Since the results of Brexit, Scotland has experienced its own unique political turmoil lead by the Scottish National Party. Since 1979, Scotland’s government has expressed interest in becoming its own sovereign country.

This is not unheard of, as Ireland was split into two sovereign states in 1921, creating the Republic of Ireland (it’s own independent territory and EU member) and Northern Ireland (a territory of the UK that will soon break from the EU post-Brexit).

The UK government awarded Scottish Parliament the power to hold a referendum for independence in 2014. The rationale for staying with the UK is much the same as the UK’s rationale for staying with the EU: there are no guarantees that their economy would be stable enough to stand on its own, nor do we fully understand the future political ramifications of having to redefine relationships with fellow European countries.

However, pro-independence campaigners argued that the Conservative-controlled UK government does not adequately represent Scotland’s political ideals, such as its more relaxed stance on immigration, the widespread sentiment that the Conservative Party has alienated the working class (represented largely by the Labour Party) and does not prioritize its economic needs such as funding for healthcare, welfare and education.

Scotland’s votes were cast on Sept. 18, 2014, and BBC News announced that Scotland would remain in the UK (55 percent having voted to remain).

Nicola Sturgeon, First Minister of Scotland and leader of the Scottish National Party, has since appealed to the UK government to conduct a second independence referendum in response to Brexit.

With the majority of Scotland having voted against Brexit, Scotland’s government has expressed its interest in a second vote between the autumn of 2018 and spring of 2019 now that it is clear that independence is the only way to remain in the EU.

Should Scotland leave the UK, though, it would still have to reapply to the EU. It would have to renegotiate its terms as new members, which would not guarantee Scotland the same privileges it has previously enjoyed (rebates on EU payments, easy travel and immigration among EU countries and maintaining the pound as a form of currency rather than the currently unstable euro).

May released a statement on March 16 saying that she would not support a second referendum for Scottish independence.

“Just at this point, all our energies should be focused on our negotiations with the European Union about our future relationship,” said May in an interview with The Telegraph. “To be talking about an independence referendum will make it more difficult for us to be able to get the right deal for Scotland and the right deal for the UK.”

In response to May’s opposition, Sturgeon clarified in a follow-up interview with The Telegraph.

“I’m not proposing another referendum now, I’m proposing another referendum when the terms of Brexit are clear– before it’s too late for Scotland to choose a different path,” Sturgeon said.
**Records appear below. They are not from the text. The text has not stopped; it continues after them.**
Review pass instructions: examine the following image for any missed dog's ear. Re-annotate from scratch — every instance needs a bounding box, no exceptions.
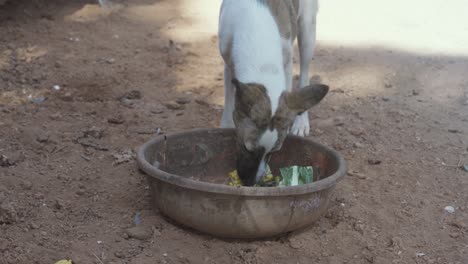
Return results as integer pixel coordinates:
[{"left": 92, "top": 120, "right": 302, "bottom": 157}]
[
  {"left": 232, "top": 79, "right": 271, "bottom": 123},
  {"left": 285, "top": 84, "right": 329, "bottom": 114}
]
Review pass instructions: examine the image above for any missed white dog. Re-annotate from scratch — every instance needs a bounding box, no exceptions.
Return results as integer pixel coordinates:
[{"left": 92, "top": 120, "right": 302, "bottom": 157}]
[{"left": 219, "top": 0, "right": 328, "bottom": 186}]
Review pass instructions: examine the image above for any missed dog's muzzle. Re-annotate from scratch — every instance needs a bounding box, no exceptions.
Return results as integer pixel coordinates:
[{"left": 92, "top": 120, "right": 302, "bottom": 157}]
[{"left": 237, "top": 146, "right": 266, "bottom": 186}]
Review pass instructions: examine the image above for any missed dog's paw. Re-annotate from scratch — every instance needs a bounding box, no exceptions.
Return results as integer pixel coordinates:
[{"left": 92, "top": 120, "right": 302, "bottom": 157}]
[{"left": 291, "top": 112, "right": 310, "bottom": 137}]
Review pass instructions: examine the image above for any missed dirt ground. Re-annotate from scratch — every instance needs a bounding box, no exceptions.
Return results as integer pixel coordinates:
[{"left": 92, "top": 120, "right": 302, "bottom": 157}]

Both May and Sturgeon’s statements leave the public to one of two opinions: either May is simply trying to protect the UK as a whole and ensure that Scotland benefits from Brexit as well, or May is blocking a second independence referendum so that the UK can stay a more valuable bargaining chip in negotiations with the EU.

With Article 50 currently underway, it will now take at least two years before the realities of Brexit become tangible, leaving Scotland in a state of limbo for its independence while the UK government focuses on its upcoming negotiations.

A summit with the EU is set for April 29.